Canaanites, Amalekites, Midianites

The jealous Jesus also ordered that the seven nations of Canaan be wiped out by his chosen people, and after that his chosen people should wipe out the Amalekites then the Midianites.  How many babies?  Well, as many as they had then.  Moses ordered that every Midianite be killed except the virgin girls; you can guess why he made that distinction.  

(The hero of the foundation of Islam and Christianity is a person who plans for the mass-rape of underage girls, and is a person who is the paladin of someone who thinks it is justified to murder a lot of babies.  It is no surprise that we have seen extremely bad things from traditional Abrahamic religions.)  

Measuring Evil

S.R. is so evil it goes far beyond the end of possibility that he is even half a hairsbreadth of a little bit of the good found between a microscopic cow's flies' toes.  Even if Jesus said he had "reasons" for killing all those kids, they weren't even remotely serious things--you don't kill people because their great grandpa ate your apple!  Killing babies over that makes it even worse.  Jesus is pure, undiluted evil.  Even if he turned this loaf of bread into servings of fish casserole for a jillion people, he is so dirty that the nice act doesn't even make him 0.001% OK.  

The exorbitant filth and murder ordered/directly perpetrated by the biblical God is so obvious that it beggars the imagination how the enemy of that character, who wanted to stop that character, could possibly be bad for doing so.  Yes, the Satan character has been said to be the idol of people who've done bad things (said by those people themselves), so that is an unhealthy phenomenon too, but that means Satan is also bad, not that Jesus the child-murderer is good.  Even if Jesus doesn't like partial-birth abortion, Jesus is still not at all good.  (Remember that Jesus planned out every single detail of every single abortion ever, then made things just to be that way--Jesus made every abortion ever happen, and every miscarriage, and every stillbirth, and every snack when some baby meets an unexpected bear when that baby's loving parents were just going to get the extra berries, etc.  Jesus is a monster.  "Free will," even if it fixed some things, has nothing at all to do with the bear deciding to sniff over there when the parents are getting berries to help mommy make milk.  It is no surprise that the murderer of children does lots of other bad things too.)  
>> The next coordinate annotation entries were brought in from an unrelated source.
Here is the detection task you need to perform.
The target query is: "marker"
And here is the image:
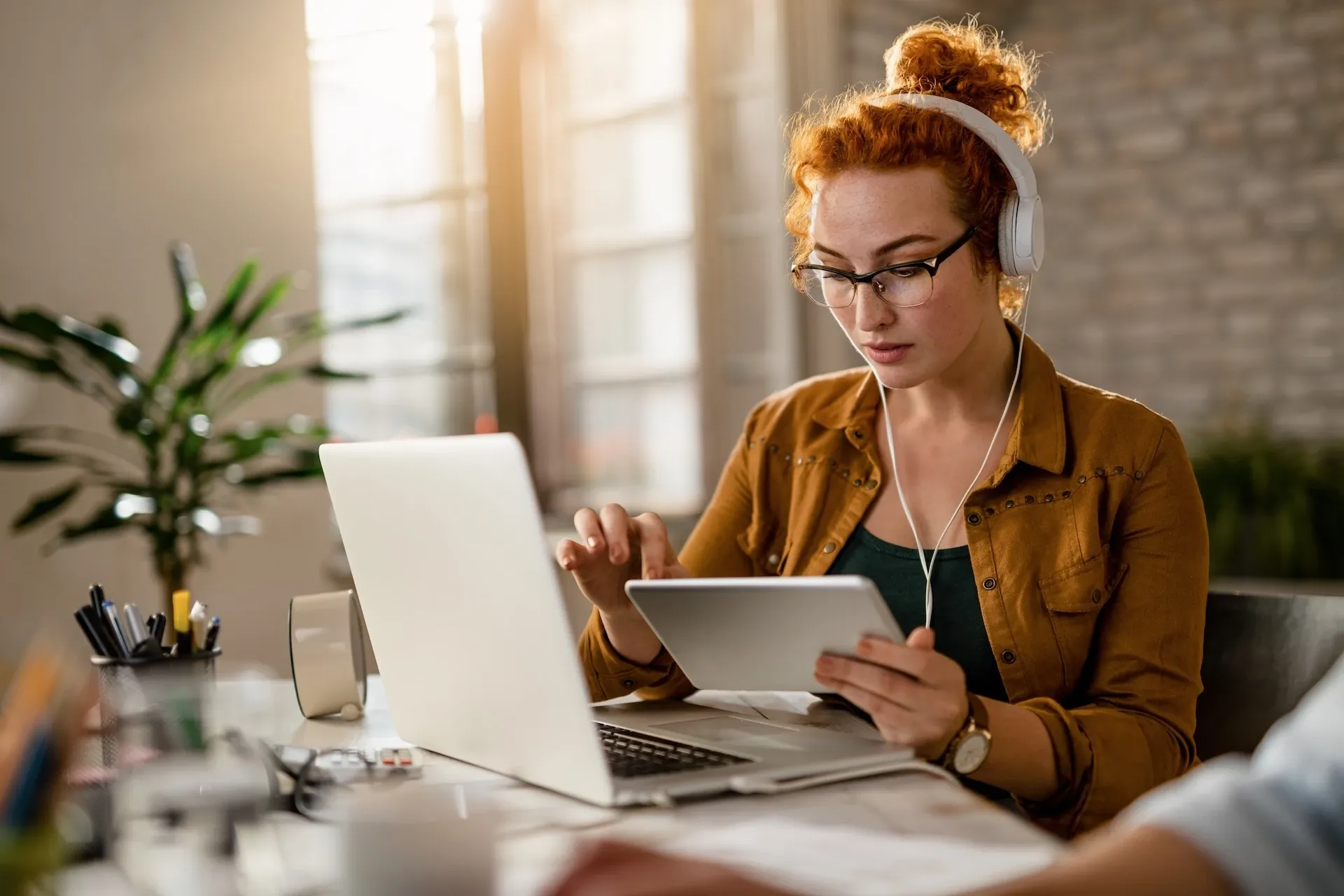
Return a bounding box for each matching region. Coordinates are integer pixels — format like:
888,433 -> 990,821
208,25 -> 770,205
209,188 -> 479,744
102,601 -> 130,659
206,617 -> 219,650
172,591 -> 191,657
76,607 -> 117,657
Consider how modern events play into that.  If someone doesn't let the media oligarchies come into her or his country, fighter bombers get sent in to slaughter some number of civilians and topple that person's government.  That person gets called very bad, all the media companies parrot that, and even though the actual badness was done by someone else, the "Satan" gets blamed for it and the doers of the horrible things get called the good heroes who stopped bad things.  This pattern shows the way that history is told to emphasize to everyone how stupid and bad the pagans were before they were conquered by the much-more-advanced monotheist Christians.  If you have learned that today's corporate mainstream media does not often tell you the whole story or even correct bits of that story, the next step is considering that there were people/groups like that before, and accordingly revise your historical opinions.  Remember: they said that a man in the sky made all the stars in a big bang and all the people out of mud He found in Africa.  Stories like that are wrong.  
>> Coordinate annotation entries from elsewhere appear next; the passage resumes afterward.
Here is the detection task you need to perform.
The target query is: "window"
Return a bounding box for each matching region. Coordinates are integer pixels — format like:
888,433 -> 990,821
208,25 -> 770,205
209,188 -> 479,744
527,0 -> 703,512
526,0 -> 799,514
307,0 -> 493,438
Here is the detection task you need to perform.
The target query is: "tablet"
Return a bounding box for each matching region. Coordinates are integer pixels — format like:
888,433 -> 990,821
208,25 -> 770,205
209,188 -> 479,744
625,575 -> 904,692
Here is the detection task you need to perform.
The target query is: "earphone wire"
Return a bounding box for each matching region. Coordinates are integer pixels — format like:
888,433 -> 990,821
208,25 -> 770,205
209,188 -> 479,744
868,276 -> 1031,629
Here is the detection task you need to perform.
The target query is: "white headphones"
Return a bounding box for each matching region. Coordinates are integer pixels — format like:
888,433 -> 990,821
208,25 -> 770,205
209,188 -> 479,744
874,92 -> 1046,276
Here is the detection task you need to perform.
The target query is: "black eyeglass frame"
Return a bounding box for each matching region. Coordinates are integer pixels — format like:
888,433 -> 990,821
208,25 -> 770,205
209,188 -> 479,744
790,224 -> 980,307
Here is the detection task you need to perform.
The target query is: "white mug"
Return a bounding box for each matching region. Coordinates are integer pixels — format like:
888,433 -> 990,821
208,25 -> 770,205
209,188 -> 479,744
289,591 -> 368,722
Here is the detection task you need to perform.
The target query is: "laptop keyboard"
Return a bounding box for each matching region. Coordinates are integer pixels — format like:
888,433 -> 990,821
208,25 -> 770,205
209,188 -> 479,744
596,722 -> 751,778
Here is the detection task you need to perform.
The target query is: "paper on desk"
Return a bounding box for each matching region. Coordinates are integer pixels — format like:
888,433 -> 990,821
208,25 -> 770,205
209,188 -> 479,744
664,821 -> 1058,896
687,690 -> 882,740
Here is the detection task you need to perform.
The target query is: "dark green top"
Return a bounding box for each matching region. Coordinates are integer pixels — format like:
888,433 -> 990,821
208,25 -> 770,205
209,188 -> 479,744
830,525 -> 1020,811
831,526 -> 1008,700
Traditional Christians should also think about whether their soul looks better if they think words to a man they think of who is a mass-child-murderer, or if they don't support such an idea.  Additionally, and potentially much more physically, if God is testing you, do you prefer to be loved by a male god or a female one?  With regards the anti-marriage clerisy who built a reputation for preying on male children, that has an easy answer, but any male Jesusian should ask himself if he wants to be embraced/loved by a divine man or not.